Le rapport HSBC mise sur une baisse continue de la fécondité telle qu'observée dans certains pays développés. Le rapport onusien indique ainsi qu'une soixantaine de pays verront leur population baisser d'au moins 1% d'ici 2100. Pour autant, cette dynamique ne peut pas être généralisée : "on cite souvent la Corée du Sud, où il y a moins d'un enfant par femme en moyenne. Cette situation de dépopulation touche des pays très développés et n'est pas généralisable à l'ensemble du monde. Dans ce rapport HSBC, il y a une tendance à considérer que ce qui se passe dans les pays développés va se produire inéluctablement et rapidement dans les pays moins développés. Il est vraisemblable que ces adaptations se feront, mais pas à cette vitesse-là." - Jacques Véron

Une des raisons qui milite contre le scénario de la HSBC est l'inertie démographique, selon Jacques Véron : la plupart des personnes qui vivront en 2050 sont déjà nées, et le comportement de celles en âge de procréer peut être estimé de manière crédible. "À l'horizon 2050, l'effet inertie est majeur, il représente à peu près deux tiers de l'évolution. Même si la fécondité était très basse du jour au lendemain, la croissance de la population se poursuivrait."

Effets de conjoncture et tendances lourdes

Si la pandémie du Covid-19 a brouillé les tendances démographiques sur le court terme, les effets à long terme sont moins évidents : "quand on considérait le Sida en Afrique, certains en déduisaient une dépopulation de l'Afrique. Malgré des effets majeurs sur l'espérance de vie et un ralentissement de la croissance de la population, celle-ci a continué. La fécondité en France a baissé du fait du Covid-19 mais a réaugmenté ensuite. Les effets démographiques directs ou indirects sont limités," pour Jacques Véron.

Le vieillissement en France et dans les pays développés va par contre se poursuivre : "au Japon, on voit les conséquences du vieillissement dans les zones rurales, où les écoles sont transformées en maisons de retraite. Une des questions centrales, c'est celle de l'emploi; on peut projeter l'évolution de la population en âge d'activité, qui se réduit singulièrement. L'enjeu, c'est comment prendre en charge une population âgée qui ne cesse de croître : à terme, on parle de 30% de personnes de plus de 65 ans."
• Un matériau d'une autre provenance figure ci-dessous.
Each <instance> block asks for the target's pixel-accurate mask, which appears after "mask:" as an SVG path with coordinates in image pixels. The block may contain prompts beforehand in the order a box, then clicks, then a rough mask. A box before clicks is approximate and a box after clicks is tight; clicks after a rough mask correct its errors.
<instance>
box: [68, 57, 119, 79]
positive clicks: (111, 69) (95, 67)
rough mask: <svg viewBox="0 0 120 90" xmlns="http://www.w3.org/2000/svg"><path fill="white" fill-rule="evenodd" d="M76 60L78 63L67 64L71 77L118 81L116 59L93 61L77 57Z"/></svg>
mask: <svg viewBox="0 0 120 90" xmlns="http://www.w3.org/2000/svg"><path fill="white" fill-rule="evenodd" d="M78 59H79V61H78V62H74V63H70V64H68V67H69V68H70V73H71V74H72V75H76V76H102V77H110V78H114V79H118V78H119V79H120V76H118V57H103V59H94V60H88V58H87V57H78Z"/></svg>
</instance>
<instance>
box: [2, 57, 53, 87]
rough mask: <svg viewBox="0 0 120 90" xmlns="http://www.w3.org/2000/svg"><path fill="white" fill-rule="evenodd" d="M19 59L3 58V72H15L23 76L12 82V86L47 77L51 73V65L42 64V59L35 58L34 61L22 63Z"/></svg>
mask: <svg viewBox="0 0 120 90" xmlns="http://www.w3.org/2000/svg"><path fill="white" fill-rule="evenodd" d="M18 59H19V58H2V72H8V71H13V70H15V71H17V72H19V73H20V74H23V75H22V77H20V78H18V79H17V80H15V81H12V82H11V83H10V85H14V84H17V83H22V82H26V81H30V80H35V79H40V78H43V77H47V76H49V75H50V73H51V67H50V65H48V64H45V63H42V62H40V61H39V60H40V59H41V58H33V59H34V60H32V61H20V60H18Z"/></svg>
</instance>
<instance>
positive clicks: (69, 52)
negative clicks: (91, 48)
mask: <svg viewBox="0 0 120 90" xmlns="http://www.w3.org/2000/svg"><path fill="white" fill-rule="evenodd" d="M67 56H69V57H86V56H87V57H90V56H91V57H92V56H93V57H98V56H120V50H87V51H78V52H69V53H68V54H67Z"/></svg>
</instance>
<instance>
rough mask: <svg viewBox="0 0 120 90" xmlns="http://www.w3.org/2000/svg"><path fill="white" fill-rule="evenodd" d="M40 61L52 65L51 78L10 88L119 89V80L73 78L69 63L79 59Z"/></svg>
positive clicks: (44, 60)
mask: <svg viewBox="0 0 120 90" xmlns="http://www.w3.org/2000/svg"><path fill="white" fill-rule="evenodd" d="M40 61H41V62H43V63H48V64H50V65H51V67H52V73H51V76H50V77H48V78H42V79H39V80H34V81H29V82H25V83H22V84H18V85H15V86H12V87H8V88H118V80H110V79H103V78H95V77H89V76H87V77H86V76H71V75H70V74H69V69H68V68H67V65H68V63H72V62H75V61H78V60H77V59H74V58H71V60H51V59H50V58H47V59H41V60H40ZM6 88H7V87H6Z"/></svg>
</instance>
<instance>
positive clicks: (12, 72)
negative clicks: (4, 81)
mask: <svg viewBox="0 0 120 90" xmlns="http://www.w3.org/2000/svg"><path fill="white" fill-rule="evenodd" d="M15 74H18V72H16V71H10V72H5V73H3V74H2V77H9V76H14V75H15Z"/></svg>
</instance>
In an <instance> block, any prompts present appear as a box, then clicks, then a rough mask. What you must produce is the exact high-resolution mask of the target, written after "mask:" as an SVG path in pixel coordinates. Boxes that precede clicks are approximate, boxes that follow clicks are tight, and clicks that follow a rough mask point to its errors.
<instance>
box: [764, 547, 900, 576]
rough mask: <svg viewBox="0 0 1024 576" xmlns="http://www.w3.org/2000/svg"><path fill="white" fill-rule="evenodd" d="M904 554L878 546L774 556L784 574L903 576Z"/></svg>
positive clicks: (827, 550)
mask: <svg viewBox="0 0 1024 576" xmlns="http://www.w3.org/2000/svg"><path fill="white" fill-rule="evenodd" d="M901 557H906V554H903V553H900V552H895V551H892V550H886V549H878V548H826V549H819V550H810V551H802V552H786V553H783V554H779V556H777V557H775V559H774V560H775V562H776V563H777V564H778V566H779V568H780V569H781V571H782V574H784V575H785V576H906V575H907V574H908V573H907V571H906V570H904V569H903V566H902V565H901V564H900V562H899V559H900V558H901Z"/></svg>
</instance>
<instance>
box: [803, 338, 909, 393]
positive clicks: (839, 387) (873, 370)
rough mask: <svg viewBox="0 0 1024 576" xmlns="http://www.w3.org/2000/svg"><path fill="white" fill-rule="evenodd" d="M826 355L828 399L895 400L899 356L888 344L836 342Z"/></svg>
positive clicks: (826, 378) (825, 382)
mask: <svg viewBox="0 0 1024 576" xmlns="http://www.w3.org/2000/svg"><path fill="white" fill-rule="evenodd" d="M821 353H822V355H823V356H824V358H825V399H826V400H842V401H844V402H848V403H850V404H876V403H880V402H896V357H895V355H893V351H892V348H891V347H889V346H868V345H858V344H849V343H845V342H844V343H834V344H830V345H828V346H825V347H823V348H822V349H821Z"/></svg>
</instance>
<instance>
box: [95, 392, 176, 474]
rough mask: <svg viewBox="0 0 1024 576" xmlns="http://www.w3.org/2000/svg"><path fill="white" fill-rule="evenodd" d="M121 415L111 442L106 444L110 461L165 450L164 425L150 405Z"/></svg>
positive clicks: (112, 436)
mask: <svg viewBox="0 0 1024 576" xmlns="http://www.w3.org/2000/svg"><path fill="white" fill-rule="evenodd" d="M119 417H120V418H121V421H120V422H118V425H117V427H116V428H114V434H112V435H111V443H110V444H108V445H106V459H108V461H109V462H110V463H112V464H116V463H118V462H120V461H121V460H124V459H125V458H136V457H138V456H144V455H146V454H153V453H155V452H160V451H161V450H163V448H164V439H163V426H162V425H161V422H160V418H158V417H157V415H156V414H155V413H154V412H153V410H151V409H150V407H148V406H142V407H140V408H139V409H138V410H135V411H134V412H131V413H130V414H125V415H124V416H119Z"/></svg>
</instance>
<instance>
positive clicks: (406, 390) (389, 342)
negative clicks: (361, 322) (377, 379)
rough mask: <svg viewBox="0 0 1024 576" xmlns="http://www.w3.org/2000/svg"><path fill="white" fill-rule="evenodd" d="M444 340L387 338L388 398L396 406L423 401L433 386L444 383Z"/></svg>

À l'opposé de l'Europe, la population de l'Afrique subsaharienne est très jeune, témoignant des disparités démographiques à travers le monde. C'est en Afrique subsaharienne que la croissance démographique va être la plus marquée jusqu'à la fin du siècle, selon Bruno Schoumaker. "En Afrique subsaharienne, les personnes de plus de 65 ans représentent 3-4 % de la population. Par contre, 50 % a moins de 20 ans dans beaucoup de pays africains."

Si les taux de fécondité ont diminué de 6 à 4,5 enfants par femme en Afrique subsaharienne, "il y a des pays où ça diminue très lentement", indique Bruno Schoumaker, "comme le Niger ou la RDC. Le Congo va ainsi vraisemblablement devenir un des dix pays les plus peuplés de la terre assez prochainement."

Les informations concernant la pression migratoire qui pourrait résulter de cette croissance démographique sont parcellaires en Afrique. Cependant "la population susceptible de migrer va augmenter. Est-ce que la probabilité de migrer va augmenter pour autant ? C'est plus difficile à dire, mais on estime qu'avec l'amélioration du niveau de vie, les chances de migrer augmenteront, puisque les gens ont davantage de moyens pour réaliser leurs aspirations." À très long terme, il reste cependant difficile de faire des prévisions, en raison de potentiels retours et de politiques migratoires variables.